China's Sinovel is up and running in US wind-power market
One of four Sinovel 1.5MW turbines sold to customers in Massachusetts has begun commercial operation, with the other three expected on line by April next year, Recharge has learned.
MWRA communications director Ria Convery says the agency used $4.7m from the 2009 American Recovery and Reinvestment Act to buy the turbine, and an installation contract was awarded to Solaya, which chose Sinovel, partly because the electrical control systems were made by Massachusetts-based AMSC.
MWRA had to obtain a waiver for the “buy American” clause in the economic stimulus law.
AMSC cut its business ties with Sinovel after alleging that the Chinese turbine giant had stolen its intellectual property. Convery acknowledges the rift, but the state did not reconsider the deal.
The MWRA turbine will produce 3GWh of electricity a year, worth about $350,000, and sell it to the local utility, which will deduct that amount from the authority’s electricity bill.
The other three turbines are owned 50% each by Solaya Energy — a division of Lumus Construction — and merchant bank Palmer Capital.
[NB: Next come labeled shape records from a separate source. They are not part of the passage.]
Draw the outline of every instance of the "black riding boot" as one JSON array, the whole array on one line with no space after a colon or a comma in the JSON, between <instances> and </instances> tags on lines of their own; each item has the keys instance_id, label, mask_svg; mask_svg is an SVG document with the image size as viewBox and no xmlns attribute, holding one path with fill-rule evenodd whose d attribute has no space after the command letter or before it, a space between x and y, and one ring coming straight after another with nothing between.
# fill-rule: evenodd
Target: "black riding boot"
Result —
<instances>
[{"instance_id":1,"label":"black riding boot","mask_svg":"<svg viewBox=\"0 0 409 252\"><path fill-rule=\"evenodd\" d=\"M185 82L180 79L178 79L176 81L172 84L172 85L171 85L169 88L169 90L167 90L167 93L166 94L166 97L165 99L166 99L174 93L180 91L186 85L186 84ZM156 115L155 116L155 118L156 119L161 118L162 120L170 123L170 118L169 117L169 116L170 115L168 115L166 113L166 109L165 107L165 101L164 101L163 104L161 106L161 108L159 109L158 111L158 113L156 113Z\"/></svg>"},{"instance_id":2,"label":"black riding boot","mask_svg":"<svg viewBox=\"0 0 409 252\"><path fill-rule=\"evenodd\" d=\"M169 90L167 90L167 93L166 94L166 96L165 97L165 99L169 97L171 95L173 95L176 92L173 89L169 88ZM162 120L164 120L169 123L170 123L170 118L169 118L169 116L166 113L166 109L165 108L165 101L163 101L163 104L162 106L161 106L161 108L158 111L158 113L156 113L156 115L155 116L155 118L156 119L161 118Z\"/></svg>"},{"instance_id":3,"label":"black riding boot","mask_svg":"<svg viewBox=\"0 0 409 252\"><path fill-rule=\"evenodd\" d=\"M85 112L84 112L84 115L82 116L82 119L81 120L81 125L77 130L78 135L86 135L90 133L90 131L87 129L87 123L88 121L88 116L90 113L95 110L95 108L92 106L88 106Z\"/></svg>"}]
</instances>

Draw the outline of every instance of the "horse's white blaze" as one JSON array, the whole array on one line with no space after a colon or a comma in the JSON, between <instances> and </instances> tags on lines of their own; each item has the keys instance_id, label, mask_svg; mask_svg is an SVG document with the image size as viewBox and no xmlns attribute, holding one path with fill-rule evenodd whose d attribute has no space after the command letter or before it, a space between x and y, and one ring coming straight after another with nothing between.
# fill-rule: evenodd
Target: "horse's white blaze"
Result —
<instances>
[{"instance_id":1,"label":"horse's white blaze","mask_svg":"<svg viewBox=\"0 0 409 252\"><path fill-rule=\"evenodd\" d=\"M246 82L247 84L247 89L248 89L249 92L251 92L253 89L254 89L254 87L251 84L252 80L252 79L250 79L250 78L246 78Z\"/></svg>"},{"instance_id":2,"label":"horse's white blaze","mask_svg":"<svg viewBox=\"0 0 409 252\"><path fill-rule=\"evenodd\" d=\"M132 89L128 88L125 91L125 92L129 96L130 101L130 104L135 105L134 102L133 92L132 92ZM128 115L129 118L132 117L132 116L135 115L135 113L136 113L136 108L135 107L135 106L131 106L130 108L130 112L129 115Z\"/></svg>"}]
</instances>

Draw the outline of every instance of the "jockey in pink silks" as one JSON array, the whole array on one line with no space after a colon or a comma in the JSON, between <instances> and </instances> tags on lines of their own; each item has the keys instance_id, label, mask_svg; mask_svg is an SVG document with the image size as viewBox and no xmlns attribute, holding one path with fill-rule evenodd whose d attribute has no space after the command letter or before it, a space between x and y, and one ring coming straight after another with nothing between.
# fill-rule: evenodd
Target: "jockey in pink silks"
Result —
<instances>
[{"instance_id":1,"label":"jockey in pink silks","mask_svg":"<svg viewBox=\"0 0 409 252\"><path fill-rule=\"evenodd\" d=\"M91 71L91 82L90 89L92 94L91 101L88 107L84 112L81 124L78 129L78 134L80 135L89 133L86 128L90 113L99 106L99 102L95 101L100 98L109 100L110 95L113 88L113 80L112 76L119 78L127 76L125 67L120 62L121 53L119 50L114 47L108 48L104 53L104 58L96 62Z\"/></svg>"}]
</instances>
Two units will be sited in Fairhaven, southern Massachusetts, and the other in Scituate, in the east of the state.
The Scituate project is the first in the state in which a private company will own and operate a turbine on public land and sell the power to a municipality. In both cases, the towns will pay for electricity under long-term contract at rates as low as 40% below prevailing utility prices. In Scituate, the town expects to cut its annual power bill by $300,000 over a 15-year period.
Convery says the Charlestown project is part of MWRA’s renewable-energy programme, which includes nearly 14MW of wind, biogas, hydro and solar.